You Don’t Know What You’re Talking About
They say to write what you know and there are very good reasons for this. Writing from your own experience will always be more authentic than relying on imagination alone. But we don’t always want to restrict ourselves in this way, so research becomes very important. Read, watch, listen, visit, converse – as much as possible make it your personal experience. You can’t write what you don’t know.
It Doesn’t Work
Not every idea is destined to become a fully-blown, finished work. It might have sounded brilliant in your head when you thought about it on the bus, it could even have held great promise when jotted down in your notebook. But when it comes to properly bashing it out on the page, it just doesn’t gel. Maybe only bits of it are wrong, perhaps the perspective is wrong, or to could just be that it’s a non-starter all round. Don’t be afraid to abandon these lost causes in favour of more fruitful pursuits.

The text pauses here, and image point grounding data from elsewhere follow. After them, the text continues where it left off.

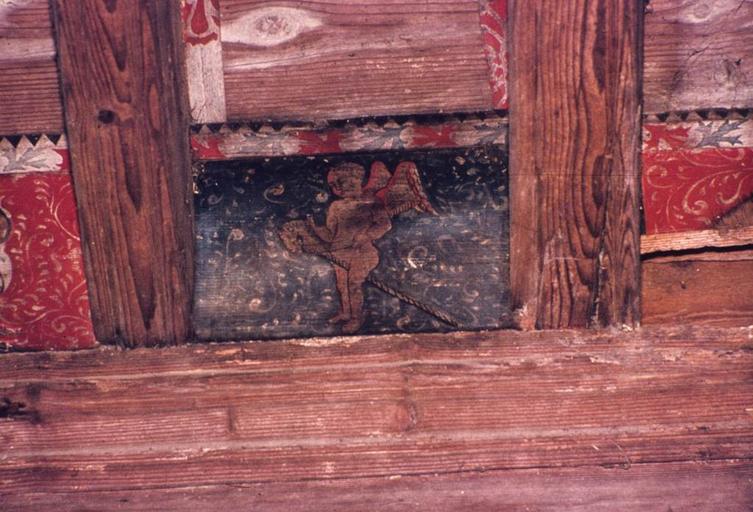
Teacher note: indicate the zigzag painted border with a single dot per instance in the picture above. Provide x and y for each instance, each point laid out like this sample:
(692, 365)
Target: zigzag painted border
(238, 140)
(33, 153)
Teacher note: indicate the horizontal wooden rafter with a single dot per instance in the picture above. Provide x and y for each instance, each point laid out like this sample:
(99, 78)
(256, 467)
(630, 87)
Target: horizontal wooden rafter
(347, 408)
(665, 242)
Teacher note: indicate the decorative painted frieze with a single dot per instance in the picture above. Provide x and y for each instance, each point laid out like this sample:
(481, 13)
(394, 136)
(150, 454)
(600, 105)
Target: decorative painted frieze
(241, 140)
(695, 172)
(33, 153)
(43, 295)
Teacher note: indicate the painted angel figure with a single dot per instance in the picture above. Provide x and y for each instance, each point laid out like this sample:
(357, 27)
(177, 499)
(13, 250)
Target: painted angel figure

Not you personally, you are just lovely. But if you’re tired, distracted or simply not in the right frame of mind, it stands to reason that writing will be a struggle. Professional writers have found ways to minimise these effects and have to be able to overcome them in order to produce work to order, often to tight deadlines. That’s what makes them professionals. But even the most dedicated and hard-working professional will sometimes have to admit defeat and either have a break, sleep on it or take a step back.
It’s An Excuse
No one ever said this writing lark would be easy. Good writing takes practice, patience and lots of bloody work. There are no shortcuts – writing is time-consuming and other aspects of your life will have to be sacrificed. This isn’t for everybody, for a myriad of reasons. But if you really, honestly, want to be a writer, these reasons can only ever be excuses. This might be tough to hear, but if writing is what you really want to do then it will have to become a priority (at least, a lot of the time) and little hiccups like ‘writer’s block’ will have to be wrestled down and overcome very quickly if you want to be taken seriously.
Getting Over It
There are lots of oft-repeated hints and tips for tackling those times when pen and paper just won’t get it together; oft-repeated because they are good advice. Going for a walk is my favourite. It gets the blood pumping and a change of scenery can jolt a tired brain back into action. Walking is brilliant for thinking. If I’m struggling with a scene I take myself for a good stomp and let myself think of all the wildest and most outrageous things to write – I mean, really let the imagination go. These things will never make it onto the page but it’s better than thinking about nothing and, eventually, the crazy ideas settle down into something much more sensible and useful.
I am a big fan of tea, although lots of writers prefer coffee. Some even swear by alcohol, but I can’t say I recommend it. Writing is my job and I don’t drink when I’m working. Often I don’t drink the evening before, either – certainly not to excess. You have to treat it like any other job and give it the respect it deserves. Food, too, is very important. The brain needs glucose and all sorts of things to work effectively. Genius is never achieved on an empty stomach.
What it all boils down to, is that writing takes time, effort and just a smidgeon of talent. Don’t romanticise it or swath it in esoteric nonsense. Put the kettle on, your bum on your seat and just get on with it.